Which he did. The Titanic was gone. All around him were wailing, moaning, gasping people. And bodies. So many bodies. Men and women. Children. They floated on the surface, buoyed by their life vests.

Life vests.

William swam to the nearest body—a heavyset man in dinner dress. He checked for a pulse and found none. Using the vested body as a raft, he reached up and slapped the cold, blue face. Nothing. But in this cold, the man could be alive yet. Temperatures like this slowed the body’s working.

He maneuvered so he could see the man’s face completely. Open eyes, coated with ice.

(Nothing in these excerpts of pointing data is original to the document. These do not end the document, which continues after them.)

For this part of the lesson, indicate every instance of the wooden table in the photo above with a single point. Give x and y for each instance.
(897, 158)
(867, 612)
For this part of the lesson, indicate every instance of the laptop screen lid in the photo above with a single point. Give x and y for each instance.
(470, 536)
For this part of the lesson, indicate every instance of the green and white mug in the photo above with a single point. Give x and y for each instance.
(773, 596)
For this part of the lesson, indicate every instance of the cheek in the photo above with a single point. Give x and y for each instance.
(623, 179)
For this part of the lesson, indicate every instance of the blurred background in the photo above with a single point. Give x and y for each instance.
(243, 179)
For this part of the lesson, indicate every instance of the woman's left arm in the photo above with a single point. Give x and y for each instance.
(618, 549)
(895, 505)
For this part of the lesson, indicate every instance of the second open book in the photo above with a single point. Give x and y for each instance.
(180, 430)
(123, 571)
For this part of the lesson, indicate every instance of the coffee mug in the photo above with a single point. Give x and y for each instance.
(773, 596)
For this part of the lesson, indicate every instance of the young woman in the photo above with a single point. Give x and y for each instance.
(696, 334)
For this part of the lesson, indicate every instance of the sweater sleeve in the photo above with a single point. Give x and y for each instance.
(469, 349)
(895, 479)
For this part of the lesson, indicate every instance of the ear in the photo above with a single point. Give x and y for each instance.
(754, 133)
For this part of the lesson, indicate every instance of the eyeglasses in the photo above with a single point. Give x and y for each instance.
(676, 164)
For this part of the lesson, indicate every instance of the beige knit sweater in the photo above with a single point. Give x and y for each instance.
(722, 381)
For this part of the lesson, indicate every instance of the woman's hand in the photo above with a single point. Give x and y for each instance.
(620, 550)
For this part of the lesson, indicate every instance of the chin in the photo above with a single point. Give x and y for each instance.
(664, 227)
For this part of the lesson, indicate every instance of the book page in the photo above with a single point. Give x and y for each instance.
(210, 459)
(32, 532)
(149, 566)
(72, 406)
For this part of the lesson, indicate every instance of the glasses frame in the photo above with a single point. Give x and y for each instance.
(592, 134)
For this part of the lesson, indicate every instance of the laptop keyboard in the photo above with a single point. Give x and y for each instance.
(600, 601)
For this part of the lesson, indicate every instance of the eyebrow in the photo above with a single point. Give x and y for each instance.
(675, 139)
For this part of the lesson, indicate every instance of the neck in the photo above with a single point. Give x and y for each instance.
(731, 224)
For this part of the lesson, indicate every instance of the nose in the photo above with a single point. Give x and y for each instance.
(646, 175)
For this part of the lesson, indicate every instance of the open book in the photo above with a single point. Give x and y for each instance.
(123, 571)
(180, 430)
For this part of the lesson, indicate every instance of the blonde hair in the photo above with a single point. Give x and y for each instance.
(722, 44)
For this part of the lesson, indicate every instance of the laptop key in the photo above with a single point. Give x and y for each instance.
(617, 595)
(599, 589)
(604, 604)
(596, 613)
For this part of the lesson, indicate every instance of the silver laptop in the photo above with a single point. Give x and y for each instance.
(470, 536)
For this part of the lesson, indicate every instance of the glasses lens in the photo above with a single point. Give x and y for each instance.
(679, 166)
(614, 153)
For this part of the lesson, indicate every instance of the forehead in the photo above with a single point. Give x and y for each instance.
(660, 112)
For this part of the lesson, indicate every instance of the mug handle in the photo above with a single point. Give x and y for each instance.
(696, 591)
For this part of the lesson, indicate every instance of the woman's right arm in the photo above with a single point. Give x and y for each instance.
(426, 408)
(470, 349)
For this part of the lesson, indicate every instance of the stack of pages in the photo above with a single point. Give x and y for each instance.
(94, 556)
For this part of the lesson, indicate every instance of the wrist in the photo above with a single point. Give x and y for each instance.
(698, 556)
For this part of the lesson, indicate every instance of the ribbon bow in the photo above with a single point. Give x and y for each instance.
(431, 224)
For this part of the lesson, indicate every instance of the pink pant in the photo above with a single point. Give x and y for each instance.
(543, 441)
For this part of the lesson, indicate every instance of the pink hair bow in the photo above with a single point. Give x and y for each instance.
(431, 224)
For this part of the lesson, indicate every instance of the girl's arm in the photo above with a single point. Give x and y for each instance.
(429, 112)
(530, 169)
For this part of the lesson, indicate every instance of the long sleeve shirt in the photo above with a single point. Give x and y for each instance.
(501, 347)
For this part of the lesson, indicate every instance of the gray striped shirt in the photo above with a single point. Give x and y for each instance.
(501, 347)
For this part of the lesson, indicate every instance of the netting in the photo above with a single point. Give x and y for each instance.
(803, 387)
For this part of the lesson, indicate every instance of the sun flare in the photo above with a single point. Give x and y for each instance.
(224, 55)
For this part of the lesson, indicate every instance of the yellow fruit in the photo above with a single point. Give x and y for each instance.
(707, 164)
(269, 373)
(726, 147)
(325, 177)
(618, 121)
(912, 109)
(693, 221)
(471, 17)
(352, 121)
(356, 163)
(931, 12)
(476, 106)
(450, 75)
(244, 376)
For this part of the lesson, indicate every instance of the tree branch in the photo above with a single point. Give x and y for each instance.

Treading water, fighting against the need to let his teeth chatter and his fingers shake, William untied the dead man’s life vest. When the body fell away, sinking into the sea, he worked his way into the vest. He couldn’t manage to put it on properly, so he pushed his arms through and heaved himself into it backward. He’d have to hold tight.

Now, to wait for rescue. To keep awake and moving, to hold tight, and wait.

Help was sure to come. The lifeboats would come back, and then a ship would come. Help was on its way. He had only to stay awake, keep moving, hold tight, and wait.

He’d made a promise to Nora, never to leave her, and he meant to keep it. He would be with her again. He’d promised.